The report recommends expanding the use of the concrete blocks.

“That’s such easy, low-hanging fruit for the Mexican government,” said Dr. Taylor. “They know where to do it, they know where to go, they know it will make a difference right away, before the next fishing season.”

A more difficult step is the transition from local economies dependent on gillnets to new equipment. A large and endangered species of fish in the region, the totoaba, has made the situation particularly volatile as its swim bladder commands high prices in Asia and attracts illegal trade and organized crime. But legal species are also fished with gill nets, including shrimp, corvina and mackerel.

A local effort to promote vaquita-safe equipment is run by a group called Pesca ABC. The methods produce a higher quality catch, but so far there is only enough demand from seafood buyers to support about 30 fishermen.

Katy Carpio works with Pesca ABC and was one of the few members of the community who participated in the study and received training on how to identify the animals. Out with the researchers, she saw a vaquita for the first time.

“It was a lot of emotion,” she said. “Good luck, adrenaline.”

The animals are so rare and hard to spot that many in the community don’t believe they exist. “They tell me, ‘It was a dolphin, it was this, it was that,'” Ms. Carpio said. “And I tell them, ‘Wait until they release the results, then you’ll see the pictures.’

The key for the future, she said, is finding solutions that work for both vaquitas and anglers.

Mexico is under increasing international pressure to enforce gillnet fishing bans in the protected vaquita habitat.
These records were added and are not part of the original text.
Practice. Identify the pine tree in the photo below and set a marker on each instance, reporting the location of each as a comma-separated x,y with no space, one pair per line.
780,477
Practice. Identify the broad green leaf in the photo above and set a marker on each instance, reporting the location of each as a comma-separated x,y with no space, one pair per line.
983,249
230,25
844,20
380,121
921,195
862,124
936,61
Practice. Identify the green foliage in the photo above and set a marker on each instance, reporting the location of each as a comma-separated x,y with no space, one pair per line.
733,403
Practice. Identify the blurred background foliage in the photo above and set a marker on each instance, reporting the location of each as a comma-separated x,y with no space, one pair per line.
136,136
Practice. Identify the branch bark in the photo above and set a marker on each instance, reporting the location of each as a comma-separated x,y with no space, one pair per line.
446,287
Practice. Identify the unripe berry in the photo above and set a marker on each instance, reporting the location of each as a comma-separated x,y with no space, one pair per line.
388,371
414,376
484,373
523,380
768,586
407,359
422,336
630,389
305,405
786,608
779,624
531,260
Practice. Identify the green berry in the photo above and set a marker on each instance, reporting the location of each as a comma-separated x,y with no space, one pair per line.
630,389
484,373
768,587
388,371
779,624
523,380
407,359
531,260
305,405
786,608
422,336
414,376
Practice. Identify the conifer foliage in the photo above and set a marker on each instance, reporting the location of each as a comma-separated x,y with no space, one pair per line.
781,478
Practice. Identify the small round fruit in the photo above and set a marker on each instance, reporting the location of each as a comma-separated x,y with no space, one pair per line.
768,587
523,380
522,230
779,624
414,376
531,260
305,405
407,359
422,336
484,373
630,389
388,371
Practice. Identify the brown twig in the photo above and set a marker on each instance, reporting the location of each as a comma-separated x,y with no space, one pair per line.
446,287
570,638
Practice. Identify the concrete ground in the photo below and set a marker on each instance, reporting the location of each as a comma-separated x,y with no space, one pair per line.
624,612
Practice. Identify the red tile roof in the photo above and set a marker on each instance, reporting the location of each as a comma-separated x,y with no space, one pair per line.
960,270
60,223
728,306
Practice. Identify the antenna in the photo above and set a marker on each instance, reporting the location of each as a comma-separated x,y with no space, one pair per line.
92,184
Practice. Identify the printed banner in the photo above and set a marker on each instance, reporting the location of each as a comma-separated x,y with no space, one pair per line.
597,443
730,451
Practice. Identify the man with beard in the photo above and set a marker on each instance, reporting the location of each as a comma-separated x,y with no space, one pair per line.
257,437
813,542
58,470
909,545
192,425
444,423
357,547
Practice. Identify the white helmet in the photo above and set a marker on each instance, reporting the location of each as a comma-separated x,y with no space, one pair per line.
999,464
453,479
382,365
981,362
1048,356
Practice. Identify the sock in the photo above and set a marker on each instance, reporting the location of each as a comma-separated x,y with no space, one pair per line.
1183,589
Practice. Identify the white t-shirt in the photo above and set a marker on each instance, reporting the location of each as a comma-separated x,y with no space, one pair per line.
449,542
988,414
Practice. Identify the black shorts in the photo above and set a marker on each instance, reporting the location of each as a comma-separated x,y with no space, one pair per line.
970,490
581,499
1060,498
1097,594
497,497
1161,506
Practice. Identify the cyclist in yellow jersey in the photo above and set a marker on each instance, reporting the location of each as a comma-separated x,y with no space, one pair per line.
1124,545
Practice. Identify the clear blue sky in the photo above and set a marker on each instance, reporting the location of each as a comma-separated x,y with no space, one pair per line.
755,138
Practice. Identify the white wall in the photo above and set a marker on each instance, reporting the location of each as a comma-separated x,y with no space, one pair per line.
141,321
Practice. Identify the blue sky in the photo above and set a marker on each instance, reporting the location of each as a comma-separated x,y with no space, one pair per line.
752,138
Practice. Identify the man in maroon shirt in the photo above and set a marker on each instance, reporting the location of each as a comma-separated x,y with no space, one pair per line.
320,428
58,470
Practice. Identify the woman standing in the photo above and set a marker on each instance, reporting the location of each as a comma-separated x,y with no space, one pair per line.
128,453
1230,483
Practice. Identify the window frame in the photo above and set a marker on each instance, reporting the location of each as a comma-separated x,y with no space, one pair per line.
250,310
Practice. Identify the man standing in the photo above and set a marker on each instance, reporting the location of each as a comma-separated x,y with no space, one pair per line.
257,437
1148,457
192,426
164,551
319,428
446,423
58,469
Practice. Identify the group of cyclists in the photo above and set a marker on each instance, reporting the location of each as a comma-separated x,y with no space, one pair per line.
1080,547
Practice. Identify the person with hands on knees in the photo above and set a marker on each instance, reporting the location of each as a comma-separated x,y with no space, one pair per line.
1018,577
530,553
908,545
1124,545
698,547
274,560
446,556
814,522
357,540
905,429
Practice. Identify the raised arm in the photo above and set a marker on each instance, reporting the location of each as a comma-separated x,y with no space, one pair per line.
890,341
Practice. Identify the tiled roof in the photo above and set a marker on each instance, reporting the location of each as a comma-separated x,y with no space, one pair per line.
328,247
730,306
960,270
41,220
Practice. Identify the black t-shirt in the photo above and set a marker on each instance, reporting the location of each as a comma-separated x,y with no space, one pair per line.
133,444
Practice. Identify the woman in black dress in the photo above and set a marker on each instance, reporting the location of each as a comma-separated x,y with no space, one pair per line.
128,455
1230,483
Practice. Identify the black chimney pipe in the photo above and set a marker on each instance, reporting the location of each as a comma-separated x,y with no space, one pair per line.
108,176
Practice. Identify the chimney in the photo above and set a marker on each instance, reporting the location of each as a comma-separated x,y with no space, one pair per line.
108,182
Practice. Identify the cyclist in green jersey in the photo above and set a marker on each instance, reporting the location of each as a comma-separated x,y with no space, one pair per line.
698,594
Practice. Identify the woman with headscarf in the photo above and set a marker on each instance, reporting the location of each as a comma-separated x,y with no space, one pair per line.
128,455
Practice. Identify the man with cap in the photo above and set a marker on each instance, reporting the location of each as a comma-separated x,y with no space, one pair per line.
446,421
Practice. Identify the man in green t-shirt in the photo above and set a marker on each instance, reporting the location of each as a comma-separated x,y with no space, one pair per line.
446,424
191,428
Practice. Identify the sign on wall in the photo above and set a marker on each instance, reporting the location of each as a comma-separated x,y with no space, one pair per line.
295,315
The country faces current or potential trade sanctions under two United States laws, a global wildlife trade treaty and the United States-Mexico-Canada Agreement.

Conserving the species by capturing some is not an option. An attempt to do just that was halted in 2017 after an animal became so stressed by human contact that she died.

“Many very experienced people thought the vaquita would be gone by now,” said Kristin Nowell, executive director of Cetacean Action Treasury, a nonprofit organization dedicated to saving the vaquita from extinction. “The fact that things are going better than expected gives Mexico another chance to get this right.”